遠慮会釈
読み方:えんりょえしゃく
「遠慮会釈」の意味
慎みや礼儀、相手への気配りを意味する言葉です。
多くは「遠慮会釈もない」「遠慮会釈もなく」という否定の形で、相手に配慮したり手加減したりせず、強く行動する様子を表します。
人の言動だけでなく、風雨などの激しさについて使うこともあります。
「遠慮会釈」の語源・由来
「遠慮」と「会釈」という、相手への慎みや配慮にかかわる二つの語を重ねた表現です。
このうち「会釈」は、もとは仏教語「和会通釈(わえつうしゃく)」の略です。
異なって見える教えを照らし合わせ、矛盾しないように意味を明らかにすることを指しました。
そこから、さまざまな事情を考え合わせること、相手に気を配って応対することなどへ意味が広がりました。
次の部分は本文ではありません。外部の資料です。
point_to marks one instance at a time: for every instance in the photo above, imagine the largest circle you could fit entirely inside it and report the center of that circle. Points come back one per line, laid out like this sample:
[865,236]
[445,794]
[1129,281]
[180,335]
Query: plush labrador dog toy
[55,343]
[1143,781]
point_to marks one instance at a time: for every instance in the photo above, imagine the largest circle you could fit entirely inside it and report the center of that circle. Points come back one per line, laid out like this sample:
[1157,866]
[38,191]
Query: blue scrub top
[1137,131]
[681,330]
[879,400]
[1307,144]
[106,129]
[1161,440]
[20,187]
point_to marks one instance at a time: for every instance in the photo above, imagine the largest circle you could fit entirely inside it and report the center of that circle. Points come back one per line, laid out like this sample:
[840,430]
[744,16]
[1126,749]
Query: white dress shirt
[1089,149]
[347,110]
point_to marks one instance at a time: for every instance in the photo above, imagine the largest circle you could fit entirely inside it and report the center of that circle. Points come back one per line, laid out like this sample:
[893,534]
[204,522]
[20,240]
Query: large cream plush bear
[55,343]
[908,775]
「遠慮」は本来、遠い将来まで考えをめぐらすことを意味しましたが、日本語では古くから、人に対して言動を慎み控える意味でも使われています。
「遠慮会釈」の使い方
次のような型がよく使われます。
- 「遠慮会釈もなく〜」
後ろに動作を続けます。「遠慮会釈もなく批判する」「遠慮会釈もなく踏み込む」などの形です。「も」を入れず、「遠慮会釈なく〜」ともいいます。 - 「遠慮会釈のない〜」
後ろに「物言い」「追及」「態度」などを続けます。「遠慮会釈のない追及」「遠慮会釈のない態度」などと使います。
「遠慮会釈」の例文
- 記者たちは責任者に対して、遠慮会釈もなく厳しい質問を浴びせました。
- 夜になると北風が遠慮会釈なく吹きつけ、古い窓が何度も大きな音を立てました。
- 相手の事情を考えない彼の遠慮会釈のない言い方に、会議室の空気が険しくなりました。
「遠慮会釈」の類似表現
傍若無人(ぼうじゃくぶじん)
周囲の人を気にせず、勝手に振る舞う態度を表します。
「傍若無人な振る舞い」のように、その人の態度そのものを強く非難するときに向いています。
無遠慮(ぶえんりょ)
人への気兼ねや慎みがないことを表します。
「無遠慮な質問」「無遠慮に入り込む」のように使え、「遠慮会釈もない」より短く直接的な表現です。
「遠慮会釈」の古い用例
近松門左衛門の浄瑠璃『大経師昔暦』は正徳5年(1715)に初演された作品で、
「遠慮ゑしゃくもなふ」
という用例があります。
18世紀初めには、現在と同じく否定を伴う形が使われていたことが分かります。
宝暦3年(1753)刊の談義本『当風辻談義』には、
「遠慮会釈もあらばこそ」
とあります。
この用例では「会釈」まで漢字で記されており、江戸中期には現在と同じ「遠慮会釈」の表記が見られます。
「遠慮会釈」の間違いやすい使い方・表記
「遠慮会釈なく」は、好意的に「気兼ねせずに」という意味で勧める言い方には向きません。
たとえば、客に食事を勧めるなら「遠慮なく召し上がってください」とします。
「遠慮会釈なく」とすると、配慮や手加減をせずに振る舞うというきつい含みが加わります。
参考文献・出典
- 新村出編『広辞苑』第七版、岩波書店、2018年。
- 飯間浩明編『小学館 四字熟語を知る辞典』小学館、2018年、「遠慮会釈」項。
- 小学館国語辞典編集部編『精選版 日本国語大辞典』小学館、2005~2006年、「遠慮会釈」「遠慮会釈も無い」項。
- 新纂浄土宗大辞典編纂委員会編『新纂浄土宗大辞典』「会釈」項。
- 大谷大学「生活の中の仏教用語 会釈」。
- 日本芸術文化振興会「文化デジタルライブラリー 近松門左衛門」。